The Times ‘leading charge to take down RT,’ George Galloway says

19 Oct, 2017 15:12 / Updated 7 years ago

The Times is leading the charge to close down RT in Britain because the channel is “getting under their skin,” former MP George Galloway says. His comments come as the Murdoch-owned newspaper condemned an RT advertising campaign on the London Underground.

Labour MP Tom Watson has asked broadcasting regulator OFCOM to investigate the tongue-in-cheek ads, which pose ironic questions such as: “The CIA calls us a propaganda machine. Find out what we call the CIA,” and “Missed the train? Lost a vote? Blame it on us.”

Speaking to RT, Galloway said the advertisements have in fact been widely praised, and struck a chord with the majority of people who have seen them.

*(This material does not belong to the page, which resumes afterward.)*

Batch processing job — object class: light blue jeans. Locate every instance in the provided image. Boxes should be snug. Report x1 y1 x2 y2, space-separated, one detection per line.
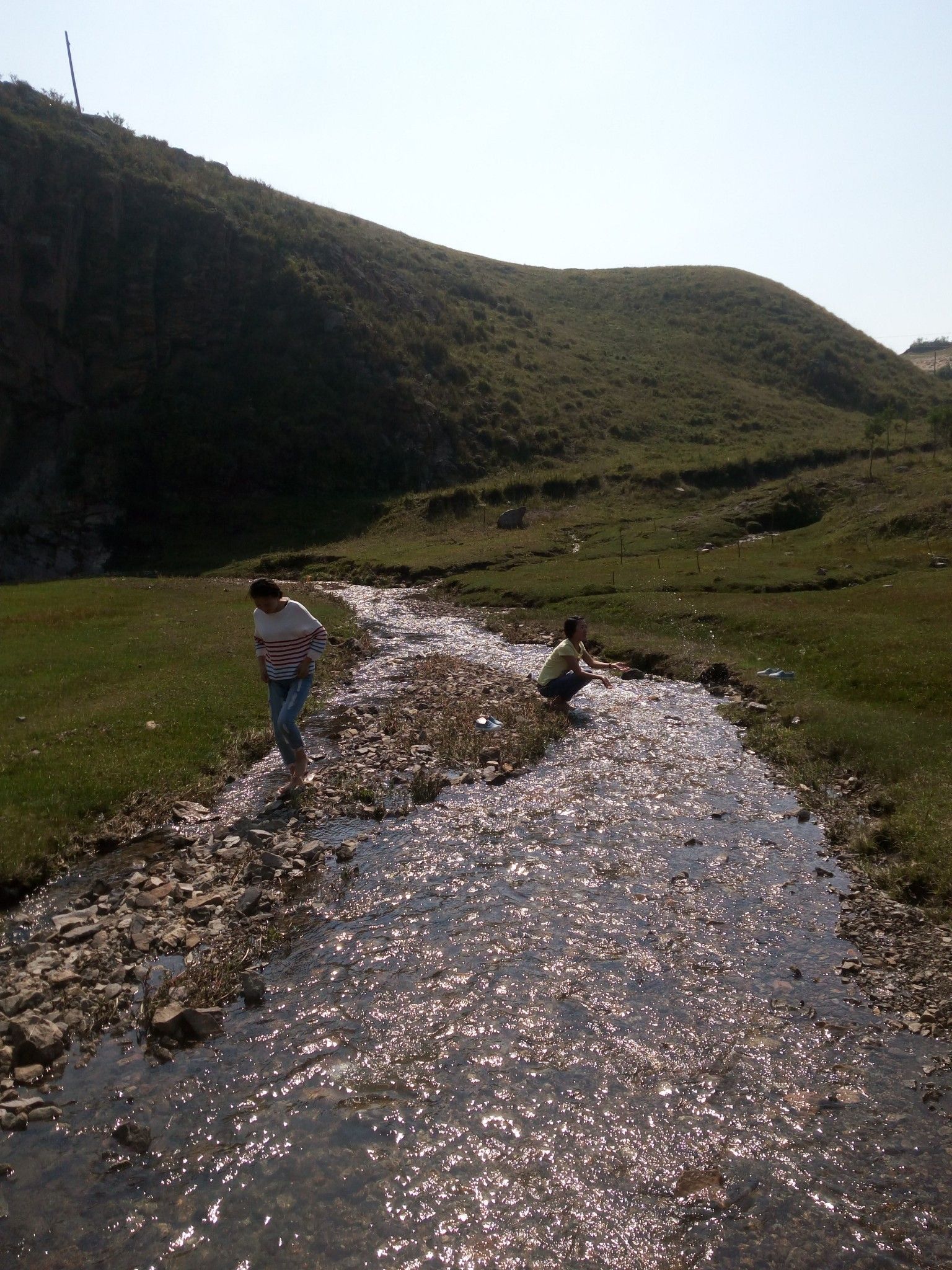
268 674 314 767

“The Times is owned by a billionaire American citizen [Rupert Murdoch] who controls more than 40 percent of the British media market, and they’d like to keep it that way.

“The fact that RT is making great strides in attracting viewers and participants from all parts of the political spectrum is what is really getting under their skin.”

Galloway also hit out at Foreign Secretary Boris Johnson, who this week called it a “scandal” that Labour MPs appeared on RT. He was seemingly oblivious to the fact that many Tory MPs have come on the channel, and his own father Stanley Johnson appeared just last month to speak about his book.

“On my own RT show, something like 10 leading Conservatives - that is the governing party - have appeared as opposed to precisely two Labour opposition members of parliament,” Galloway said.

“His own members are roundly ignoring this foolish statement, which has more to do with Boris Johnson’s bid to become prime minister on the back of these Cold War idiocies than it has to do with RT.

“It’s only actually less than two years ago that the very same Boris Johnson in his newspaper column urged the government to get behind the Russian president Putin in Syria - to make an alliance with him, to join up with him.

“Mr Johnson has more faces than the station clock.”

Galloway also pointed out Watson’s hypocrisy in taking the RT ad complaint to OFCOM.

“Tom Watson negotiated with me for a long time to come on my RT show, and he only didn’t because we fell out over an internal Labour Party matter - namely his leadership of the coup against Jeremy Corbyn.

“So Mr Watson was more than happy to appear on RT. I have the written exchanges to prove it.”